# Which Pressure canner should I get?



## Tessynae (May 13, 2006)

I'm fairly new to canning and have never used a pressure canner. I've looked at reviews and such but would love to know what you guys think. All-American and Presto seem to be the highest rated online. I trust the reviews/suggestions on this forum much, MUCH more than on Amazon or Consumer Reports. 

Thanks


----------



## Macybaby (Jun 16, 2006)

You'll find the same results here - Presto and AA. What you are going to use as a heat source will make a difference. AA is not recommended for glass top stoves, Presto is not recommended for propane (turkey fryer type) burners. 

The overall consensus is the 21/23 qt is better than the 16qt (you can do a double stack pints and BWB quarts) they are the same diameter, the larger one is taller.

And if you get the Presto with the gauge, also buy the three piece weight set.

I bought the AA, then bought two prestos. I use all three, but prefer the Presto because it has a release valve that drops with the pressure reaches Zero. The gauge on my AA (three years old) does not return to zero anymore, so I'm guessing if it's depressurized, and that is the only thing I don't like about the AA.


----------



## suitcase_sally (Mar 20, 2006)

Get a Mirro and you won't have to deal with gauges.


----------



## Guest (Feb 24, 2012)

Buy the 921 AA canner............


----------



## blynn (Oct 16, 2006)

Just got a 921 AA, and love it. I thought it would be nice to not have to deal with gaskets. Haven't had any experiance with any other types, so can't really compare them.


----------



## arrocks (Oct 26, 2011)

Another vote for the Presto 23 quart and the 3 piece weight set. I use my AA 921 too but prefer my Presto.


----------



## strawberrygirl (Feb 11, 2009)

I have a Mirro. It is easy to use and has held up well over the years. Honestly, I would love to have an AA if I buy a new one. My neighbor has the AA, and the quality seems a bit better.


----------



## Texasdirtdigger (Jan 17, 2010)

I have several All American.....They are my favs.


----------



## TripleD (Feb 12, 2011)

I got the AA 921 and it works great. I was real nervous but started with meats 1st and went to veggies ... It is my only canner so I cant say about any others. It did take me 5 months to try my new canner out... lol


----------



## suitcase_sally (Mar 20, 2006)

You can buy 3 Mirros for the price of one AA. They all do the same thing. Just because you pay big bucks for the AA, doesn't mean your product will taste better.


----------



## Fourthistles (Feb 24, 2003)

I think it also depends on how many people you are canning for.
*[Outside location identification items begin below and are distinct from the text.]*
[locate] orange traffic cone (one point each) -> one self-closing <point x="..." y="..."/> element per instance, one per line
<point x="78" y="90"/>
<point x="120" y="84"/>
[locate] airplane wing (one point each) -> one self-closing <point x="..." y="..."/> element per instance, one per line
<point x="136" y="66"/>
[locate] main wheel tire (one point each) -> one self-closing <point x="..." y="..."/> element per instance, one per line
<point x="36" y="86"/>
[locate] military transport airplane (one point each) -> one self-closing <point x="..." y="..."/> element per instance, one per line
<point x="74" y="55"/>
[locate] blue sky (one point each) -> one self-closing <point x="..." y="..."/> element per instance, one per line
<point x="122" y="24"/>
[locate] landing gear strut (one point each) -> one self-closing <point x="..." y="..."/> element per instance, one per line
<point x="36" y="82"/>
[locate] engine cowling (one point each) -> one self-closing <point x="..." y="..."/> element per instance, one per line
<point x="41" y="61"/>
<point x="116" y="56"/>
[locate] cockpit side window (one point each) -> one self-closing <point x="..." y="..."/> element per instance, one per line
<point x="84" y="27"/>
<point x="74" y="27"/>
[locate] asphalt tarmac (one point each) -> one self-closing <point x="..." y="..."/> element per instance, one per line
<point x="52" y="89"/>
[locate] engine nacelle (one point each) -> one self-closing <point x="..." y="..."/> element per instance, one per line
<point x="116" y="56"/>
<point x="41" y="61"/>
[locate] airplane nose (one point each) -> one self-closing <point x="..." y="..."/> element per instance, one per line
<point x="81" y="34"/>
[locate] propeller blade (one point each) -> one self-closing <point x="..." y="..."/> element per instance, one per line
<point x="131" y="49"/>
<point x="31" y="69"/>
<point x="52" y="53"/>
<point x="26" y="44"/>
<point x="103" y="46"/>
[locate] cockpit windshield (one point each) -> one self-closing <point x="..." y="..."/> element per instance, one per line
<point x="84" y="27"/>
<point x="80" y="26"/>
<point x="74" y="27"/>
I have had a smaller Presto (weight type) for 34 years now and it has been perfect for my family of 4. It holds 10 pints or 5 quarts and I can mostly in pints for us. I would never get a full load for one of those larger canners.


----------



## Tessynae (May 13, 2006)

Thank you all so much! I think I'm gonna go with the AA. I really appreciate the advice!


----------



## Marilyn (Aug 2, 2006)

Wise choice. I trust my AA 921 completely, and selected it because of the ability to do a double layer of pints. However, if I purchase another, it will be the 16 qt because I got into a discussion with a couple shopping at Lehmans. They were fortunate enough to have both sizes and said they use the smaller most of the time because it attained pressure/and dropped it, much faster. They just didn't can a lot in pts and seldom had enough to use a second layer.


----------



## hercsmama (Jan 15, 2004)

Another vote for the AA 921, I have several.


----------



## Texasdirtdigger (Jan 17, 2010)

Wise choice, good for you!


----------